Fascinating conversation last night in class about what it means to be poor. A few weeks ago, I asked my students to look up some interesting demographic facts about the state they’ve been assigned to follow. One of my students found poverty statistics for his state and wanted to know what it meant to be officially poor in the United States. So, yesterday, I looked up information on the federal poverty level and presented this in class. According to the data I found, in 2011, one person earning under $10,890 per year would be classified as poor in the U.S. (the figures are slightly higher for Alaska and Hawaii). Roughly translated, that’s about 60,000RMB per year. My students were STUNNED by this. As the department chair pointed out, most of the students in the class, who will graduate in a year or so with an MA in political science, would probably be earning less than that. In China, that much money puts you solidly in the middle class.
As a result, I pointed out (and showed them some data) that the cost of living is higher in the U.S. as compared to China (although to be sure, the cost of living in a city like Shanghai probably approaches or exceeds the cost of living in a rural area in the U.S.).  I also mentioned how a lot of people who are poor in the U.S. have to choose between things like food and medication, but of course, for my students, having the ability to visit a doctor who will prescribe you medication seems like a solidly middle class experience. I asked my students how they would define poverty in China.  They seemed to come to a consensus that someone making about 2000-3000 RMB per year would be considered poor; that comes out (again roughly translated) to about $400-$500USD per year. From their perspective then, being poor in the U.S. seemed like a pretty good life. 

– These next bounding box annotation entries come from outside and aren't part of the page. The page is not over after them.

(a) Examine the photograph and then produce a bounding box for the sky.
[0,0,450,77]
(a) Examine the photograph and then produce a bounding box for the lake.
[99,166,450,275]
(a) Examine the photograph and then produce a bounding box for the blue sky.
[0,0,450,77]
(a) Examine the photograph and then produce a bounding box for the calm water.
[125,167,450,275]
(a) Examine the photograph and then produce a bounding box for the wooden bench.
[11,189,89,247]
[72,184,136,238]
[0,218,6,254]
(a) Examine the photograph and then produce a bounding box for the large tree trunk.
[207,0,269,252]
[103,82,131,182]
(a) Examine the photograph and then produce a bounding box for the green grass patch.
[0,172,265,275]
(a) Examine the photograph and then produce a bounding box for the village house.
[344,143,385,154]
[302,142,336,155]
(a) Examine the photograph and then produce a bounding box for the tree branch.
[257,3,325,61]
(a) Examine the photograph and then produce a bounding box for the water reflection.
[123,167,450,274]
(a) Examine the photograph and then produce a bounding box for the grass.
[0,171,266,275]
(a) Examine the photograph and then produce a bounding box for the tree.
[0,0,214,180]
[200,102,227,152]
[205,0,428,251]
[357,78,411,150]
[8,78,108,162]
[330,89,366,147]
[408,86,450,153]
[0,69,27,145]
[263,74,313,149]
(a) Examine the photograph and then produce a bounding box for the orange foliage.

Now, I’m not arguing that people in the U.S. who make that amount of money are rich or even solidly middle class, but from the perspective of my Chinese students, the arguments made by conservative organizations like the Heritage Foundation make some sense. For them, poor people really don’t have TVs or DVD players or even refrigerators and stoves (I mean – almost no one in Shanghai even has central heat – it’s not allowed). Don’t get me wrong; I’m not all of a sudden going to become a Heritage Foundation groupie, I’m too liberal for that. But these sorts of discussions are fascinating for me and really are as much a learning experience for me as they are for my students.